Ich hätte ihm die Ruhe gegönnt. Hätte ihm auch gern seine Liebe zurückgebracht. Nach sechs Kapiteln des Schwitzens und Zitterns wäre ein Nickerchen mit erlösendem Gutenmorgenkuss die verdiente Erlösung gewesen. Aber neee, statt Alan Wake seinem Albtraum entfliehen zu lassen, lockt ihn Remedy mit einer leuchtenden Brotkrumenspur in eine verrauchte Waldhütte. Die Tür fällt zu, der dampfende DLC-Ofen springt auf.
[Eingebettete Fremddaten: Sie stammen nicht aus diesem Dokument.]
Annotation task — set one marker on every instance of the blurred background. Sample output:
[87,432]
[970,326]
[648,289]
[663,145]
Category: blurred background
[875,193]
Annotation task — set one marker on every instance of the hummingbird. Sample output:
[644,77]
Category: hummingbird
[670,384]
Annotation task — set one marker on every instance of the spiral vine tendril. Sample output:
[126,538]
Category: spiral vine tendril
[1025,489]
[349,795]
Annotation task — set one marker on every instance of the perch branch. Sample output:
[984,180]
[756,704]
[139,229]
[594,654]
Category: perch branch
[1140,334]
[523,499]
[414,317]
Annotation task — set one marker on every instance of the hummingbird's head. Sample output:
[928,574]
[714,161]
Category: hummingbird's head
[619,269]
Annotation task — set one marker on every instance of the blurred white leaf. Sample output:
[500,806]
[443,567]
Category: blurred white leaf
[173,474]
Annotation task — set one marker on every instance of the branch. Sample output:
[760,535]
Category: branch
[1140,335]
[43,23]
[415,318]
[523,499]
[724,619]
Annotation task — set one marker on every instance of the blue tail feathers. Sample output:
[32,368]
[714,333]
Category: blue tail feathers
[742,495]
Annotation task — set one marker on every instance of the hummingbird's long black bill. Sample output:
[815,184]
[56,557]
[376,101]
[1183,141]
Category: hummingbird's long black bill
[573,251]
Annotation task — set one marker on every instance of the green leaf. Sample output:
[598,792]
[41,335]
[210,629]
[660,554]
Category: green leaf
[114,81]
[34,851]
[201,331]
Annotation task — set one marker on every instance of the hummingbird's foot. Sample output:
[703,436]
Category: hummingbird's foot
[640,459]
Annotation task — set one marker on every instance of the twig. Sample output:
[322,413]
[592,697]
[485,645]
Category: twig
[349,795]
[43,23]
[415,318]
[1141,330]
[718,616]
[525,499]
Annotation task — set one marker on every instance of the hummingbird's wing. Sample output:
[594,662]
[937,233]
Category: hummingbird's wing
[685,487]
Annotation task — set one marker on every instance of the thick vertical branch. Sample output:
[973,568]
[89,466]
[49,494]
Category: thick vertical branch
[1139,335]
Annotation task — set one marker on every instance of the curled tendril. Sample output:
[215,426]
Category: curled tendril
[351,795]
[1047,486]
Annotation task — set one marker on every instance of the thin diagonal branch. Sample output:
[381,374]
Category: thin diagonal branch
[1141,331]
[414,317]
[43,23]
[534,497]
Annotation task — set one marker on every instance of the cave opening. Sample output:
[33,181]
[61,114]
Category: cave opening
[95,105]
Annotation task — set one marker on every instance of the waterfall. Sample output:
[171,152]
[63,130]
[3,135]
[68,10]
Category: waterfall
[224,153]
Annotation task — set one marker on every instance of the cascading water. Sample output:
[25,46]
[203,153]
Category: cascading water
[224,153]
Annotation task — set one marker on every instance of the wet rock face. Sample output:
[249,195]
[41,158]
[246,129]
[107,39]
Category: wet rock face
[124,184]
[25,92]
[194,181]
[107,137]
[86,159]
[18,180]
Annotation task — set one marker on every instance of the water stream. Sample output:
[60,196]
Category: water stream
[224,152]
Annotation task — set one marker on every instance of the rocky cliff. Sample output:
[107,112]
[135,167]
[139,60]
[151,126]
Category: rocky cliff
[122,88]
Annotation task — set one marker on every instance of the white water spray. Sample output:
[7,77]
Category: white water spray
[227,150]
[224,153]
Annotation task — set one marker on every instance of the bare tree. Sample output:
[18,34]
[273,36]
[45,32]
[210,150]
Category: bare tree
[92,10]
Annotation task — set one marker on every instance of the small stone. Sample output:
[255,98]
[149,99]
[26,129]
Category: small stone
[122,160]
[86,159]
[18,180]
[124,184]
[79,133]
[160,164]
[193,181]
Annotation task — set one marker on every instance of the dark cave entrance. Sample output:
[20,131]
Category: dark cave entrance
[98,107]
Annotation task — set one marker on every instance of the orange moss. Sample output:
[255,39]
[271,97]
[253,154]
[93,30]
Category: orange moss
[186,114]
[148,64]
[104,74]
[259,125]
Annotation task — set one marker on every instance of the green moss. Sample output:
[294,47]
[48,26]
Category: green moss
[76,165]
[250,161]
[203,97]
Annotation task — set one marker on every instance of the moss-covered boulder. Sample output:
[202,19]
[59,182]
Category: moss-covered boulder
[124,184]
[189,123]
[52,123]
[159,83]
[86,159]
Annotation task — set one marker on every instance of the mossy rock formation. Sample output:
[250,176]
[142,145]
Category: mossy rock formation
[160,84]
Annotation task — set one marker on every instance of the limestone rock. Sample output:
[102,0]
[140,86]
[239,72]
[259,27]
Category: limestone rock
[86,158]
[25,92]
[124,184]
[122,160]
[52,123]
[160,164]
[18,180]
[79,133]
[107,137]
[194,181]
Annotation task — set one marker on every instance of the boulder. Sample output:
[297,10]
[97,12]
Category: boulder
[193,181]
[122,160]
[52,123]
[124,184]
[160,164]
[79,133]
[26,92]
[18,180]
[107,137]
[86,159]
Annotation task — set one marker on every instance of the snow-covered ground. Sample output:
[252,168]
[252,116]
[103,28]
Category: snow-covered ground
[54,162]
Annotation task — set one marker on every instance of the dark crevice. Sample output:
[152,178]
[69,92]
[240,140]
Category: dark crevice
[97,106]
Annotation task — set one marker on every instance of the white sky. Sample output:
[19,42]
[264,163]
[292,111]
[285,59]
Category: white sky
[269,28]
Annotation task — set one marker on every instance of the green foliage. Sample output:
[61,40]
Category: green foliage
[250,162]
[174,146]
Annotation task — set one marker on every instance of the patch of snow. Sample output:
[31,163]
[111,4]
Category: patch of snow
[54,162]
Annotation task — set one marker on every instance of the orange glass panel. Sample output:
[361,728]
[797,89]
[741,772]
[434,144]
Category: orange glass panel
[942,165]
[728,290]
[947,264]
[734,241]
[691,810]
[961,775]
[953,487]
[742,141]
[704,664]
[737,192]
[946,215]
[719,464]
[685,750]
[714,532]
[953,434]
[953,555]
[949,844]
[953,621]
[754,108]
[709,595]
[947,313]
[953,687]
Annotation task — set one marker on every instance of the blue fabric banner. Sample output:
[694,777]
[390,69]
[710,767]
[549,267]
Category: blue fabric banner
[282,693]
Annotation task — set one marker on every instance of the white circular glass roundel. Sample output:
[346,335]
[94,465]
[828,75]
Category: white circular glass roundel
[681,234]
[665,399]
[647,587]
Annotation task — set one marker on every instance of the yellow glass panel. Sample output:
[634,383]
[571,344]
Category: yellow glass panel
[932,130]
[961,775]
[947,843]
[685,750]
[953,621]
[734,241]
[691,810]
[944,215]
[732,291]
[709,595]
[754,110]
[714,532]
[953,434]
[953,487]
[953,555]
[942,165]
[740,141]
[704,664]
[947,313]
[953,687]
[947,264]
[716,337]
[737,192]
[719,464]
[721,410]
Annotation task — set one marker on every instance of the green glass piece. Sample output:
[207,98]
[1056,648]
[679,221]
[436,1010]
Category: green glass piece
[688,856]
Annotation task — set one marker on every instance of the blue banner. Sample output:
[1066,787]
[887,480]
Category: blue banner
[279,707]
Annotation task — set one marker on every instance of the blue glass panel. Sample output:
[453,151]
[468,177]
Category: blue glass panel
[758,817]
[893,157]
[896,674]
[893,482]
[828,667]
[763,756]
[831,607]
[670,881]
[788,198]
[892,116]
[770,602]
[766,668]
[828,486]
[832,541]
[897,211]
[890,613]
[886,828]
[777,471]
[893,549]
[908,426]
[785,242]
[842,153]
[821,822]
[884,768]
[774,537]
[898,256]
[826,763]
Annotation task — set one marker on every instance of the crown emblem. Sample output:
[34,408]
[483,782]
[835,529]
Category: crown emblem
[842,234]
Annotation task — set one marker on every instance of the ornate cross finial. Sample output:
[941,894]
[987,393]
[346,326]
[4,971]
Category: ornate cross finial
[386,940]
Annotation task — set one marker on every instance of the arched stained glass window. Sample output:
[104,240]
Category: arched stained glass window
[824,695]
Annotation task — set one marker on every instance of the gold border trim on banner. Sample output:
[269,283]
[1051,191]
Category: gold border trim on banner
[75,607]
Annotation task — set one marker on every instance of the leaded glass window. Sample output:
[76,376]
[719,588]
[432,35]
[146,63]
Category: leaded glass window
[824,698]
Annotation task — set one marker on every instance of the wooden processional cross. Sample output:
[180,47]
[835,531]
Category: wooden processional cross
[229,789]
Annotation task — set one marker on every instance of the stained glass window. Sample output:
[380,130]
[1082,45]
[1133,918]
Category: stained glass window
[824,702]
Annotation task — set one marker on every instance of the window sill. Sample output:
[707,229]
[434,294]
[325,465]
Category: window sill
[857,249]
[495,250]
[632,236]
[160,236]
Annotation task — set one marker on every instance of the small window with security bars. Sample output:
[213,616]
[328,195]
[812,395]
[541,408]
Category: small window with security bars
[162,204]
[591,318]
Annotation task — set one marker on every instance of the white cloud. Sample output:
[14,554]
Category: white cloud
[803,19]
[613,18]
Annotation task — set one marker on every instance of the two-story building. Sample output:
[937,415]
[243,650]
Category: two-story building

Es gibt kein Entkommen.

In der ersten Download-Episode, namentlich „The Signal“, darf unser Buchstabenschubser also... den Ursprung eines Signals finden? Selbstverständlich. Wie im Hauptspiel folge ich dem gelben Punkt auf der Minimap und lasse mich von kleinen Ködern in Richtung des etwa zwei Stunden entfernten Finales locken. Mein erster Gedanke: Es ist ein schönes Wiedersehen mit Alan, nachdem sein Spiel wochenlang im Schrank stand.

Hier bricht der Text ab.